In 2021, we also updated our SRA sectoral risk assessment. The new sectoral risk assessment sets out our view on the main risks for lawyers, and now includes private offices, Covid-19 and countries with currency controls. There is lots of additional information out there to help you keep your risk assessment up-to-date, including our Risk Outlook, updates from the National Crime Agency and the Financial Action Taskforce.

“If you over-rate the risk you are applying potentially unnecessary checks. But if you under-rate the risk you could miss completing source of wealth checks.”
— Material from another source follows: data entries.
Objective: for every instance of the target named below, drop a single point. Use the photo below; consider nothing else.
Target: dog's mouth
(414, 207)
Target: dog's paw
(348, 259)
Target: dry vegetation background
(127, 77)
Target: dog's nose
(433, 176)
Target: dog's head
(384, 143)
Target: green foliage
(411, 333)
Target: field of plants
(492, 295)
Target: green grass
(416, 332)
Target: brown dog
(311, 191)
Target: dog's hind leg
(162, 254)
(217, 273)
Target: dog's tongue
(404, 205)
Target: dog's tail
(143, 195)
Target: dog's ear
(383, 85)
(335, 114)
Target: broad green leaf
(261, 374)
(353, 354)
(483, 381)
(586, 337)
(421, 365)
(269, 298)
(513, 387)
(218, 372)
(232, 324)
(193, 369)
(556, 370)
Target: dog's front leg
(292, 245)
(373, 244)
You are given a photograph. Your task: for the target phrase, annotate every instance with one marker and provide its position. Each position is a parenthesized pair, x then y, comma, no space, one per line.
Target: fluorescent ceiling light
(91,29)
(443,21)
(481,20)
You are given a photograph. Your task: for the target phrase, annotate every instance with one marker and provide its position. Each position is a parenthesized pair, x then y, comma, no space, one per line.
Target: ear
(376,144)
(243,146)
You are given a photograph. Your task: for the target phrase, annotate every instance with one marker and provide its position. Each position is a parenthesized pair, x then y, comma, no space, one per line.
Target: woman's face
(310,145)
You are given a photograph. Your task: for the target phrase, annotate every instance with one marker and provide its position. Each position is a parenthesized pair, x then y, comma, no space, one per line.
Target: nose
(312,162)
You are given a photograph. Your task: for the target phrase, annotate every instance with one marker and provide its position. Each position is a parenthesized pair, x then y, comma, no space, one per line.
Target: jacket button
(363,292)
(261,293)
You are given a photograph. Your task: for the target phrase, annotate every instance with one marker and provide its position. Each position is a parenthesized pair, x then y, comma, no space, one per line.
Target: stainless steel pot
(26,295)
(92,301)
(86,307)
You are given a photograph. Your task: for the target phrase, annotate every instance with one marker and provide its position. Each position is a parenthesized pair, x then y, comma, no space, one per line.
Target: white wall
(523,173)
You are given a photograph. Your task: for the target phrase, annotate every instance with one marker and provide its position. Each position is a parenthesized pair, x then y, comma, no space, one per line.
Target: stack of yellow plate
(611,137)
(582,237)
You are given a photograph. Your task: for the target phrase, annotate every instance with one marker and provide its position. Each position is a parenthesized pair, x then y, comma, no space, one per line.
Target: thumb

Sitting below the firm-wide risk assessment is the client and/or matter risk assessment.  These assessments should be informed by your firm-wide risk assessment and are important because they will decide the level of customer due diligence you apply. The matter risk assessment should consider the purpose of the transaction, the size of the transaction and whether it is part of an ongoing client relationship. We have seen some good practice with firms updating their firm-wide risk assessments to reflect changes in the market and working arrangements due to Covid-19. This is great to see because it demonstrates that firms are aware of a change in risk and are keeping their controls up-to-date.

When we visit firms, we sometimes find a disconnect between what the firm-wide risk assessment says and the specific matter risk assessments. So for example if your firm-wide risk assessment says that high-value cash purchases of properties should be treated as high risk, we would expect to that reflected in a matter risk assessment.

The consequences of not correctly risk-rating a transaction can be serious, because if you over-rate the risk you are applying potentially unnecessary checks. But if you under-rate the risk you could miss completing source of wealth checks.

We have seen serious conduct issues arise, simply because a firm has not appropriately risk assessed a transaction. This is not to say that you cannot deviate from the risk factors set out in your firm-wide risk assessment, however this should be a considered decision and the reasons for the risk rating should be documented and held on file.

Knowing and accurately assessing money laundering risk is the backbone of compliance with the regulations. Make sure that you know your risk and act appropriately to prevent money laundering and protect your firm.